Amongst other indications of good in this town, Richard Weaver, a converted collier, has been holding several services for exhortation and prayer. On Sabbath, 27th ult., he preached twice at the Concert Hall, in the evening, to a crowded congre­gation. Although the notice for these services was short and scanty, there was a numerous and most attentive congregation and many penitents. What is remarkable about this movement is, that he is not the representative of any sect or party, and preaches the gospel only for the love of the work. Without any pretensions to systematic preaching, or even a common education, his word is attended with great power, and in some parts of the country great numbers have believed through his simple testimony. There is a great thirst amongst the operative and industrial classes in this town for the Word of Life, and thousands who seem to shun the regular places of worship are easily collected together (in public places) and listen most attentively to the gospel message. A united meeting of min­isters has decided upon establishing a weekly union-revival prayer-meeting; but excellent as this step is, many feel that it alone will by no means be adequate to the want of the times in this immense population. The labours of devoted town mis­sionaries and others have for some time been taking hold of the minds of the humbler classes, and multitudes appear ready and waiting for a further work. Indications of good appear on every hand.
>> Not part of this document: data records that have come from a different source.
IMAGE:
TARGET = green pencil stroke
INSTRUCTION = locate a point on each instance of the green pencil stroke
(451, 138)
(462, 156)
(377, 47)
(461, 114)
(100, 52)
From 'The Revival Newspaper,' Volume i, p156

On Sunday evening, October 20, Mr Radcliffe held another special service in the concert hall, Lord Nelson Street, which was filled to overflowing. Half an hour before the time and dance for the commencement of the service the hall was comfortably full. Mr Radcliffe came forward and suggested that a prayer meeting should be conducted for half an hour, which was carried out and the time very profitably occupied. The service was of the summer. In the course of his address Mr Radcliffe read a notice to the effect that the committee had been forward for the conducting of special services in Liverpool that they had already arranged for holding services every Thursday evening in Hope Hall and every Sunday evening in the Concert Hall. Mr Radcliffe impressed strongly upon his hearers the necessity of supporting this movement and of opening more halls or rooms if halls were not to be had, on the Sunday evening. He said rooms were required in the South End and in the North End; also in Birkenhead. There was great need of labourers, however. Mr Radcliffe, after some more remarks of this kind, desired some of his Christian bretheren to leave the hall and after engaging for five minutes in prayer, to go out into the streets adjacent, preach to the people and invite all to come back with them to the Concert Hall. Upwards of a dozen persons obeyed the call. Mr Radcliffe then proceeded with his address. While the congregation was singing a hymn, the sound of many voices were heard in the street; gradually they came nearer; and Mr Radcliffe announced that his friends were returning. They came into the hall followed by crowds of the lowest outcasts of both sexes, with whom the neighbourhood teems and the congregation in the hall took up the hymn that they were singing. The scene was very impressive. We cannot doubt that much good has been done in Liverpool owing to the services and the gentleman who at much pains and expense, conduct these 'Labours of love" have our best wishes and most cordial support.

A correspondent writes us dated November 1: – special meetings have been confirmed in the Concert Hall, Hope Hall, and Teutonic Hall. They have been largely attended, chiefly by the working classes and we can thankfully say that God has been present to bless, many precious souls having been enabled to believe on the Lord Jesus Christ. Persons hitherto callous have been awakened and in some instances converted, while many who have been long seeking the saviour are full of joy and peace in believing. I know of one family alone consisting of seven persons and all have got blessing at these meetings.

From, "The Revival", Volume v, 9th November 1861.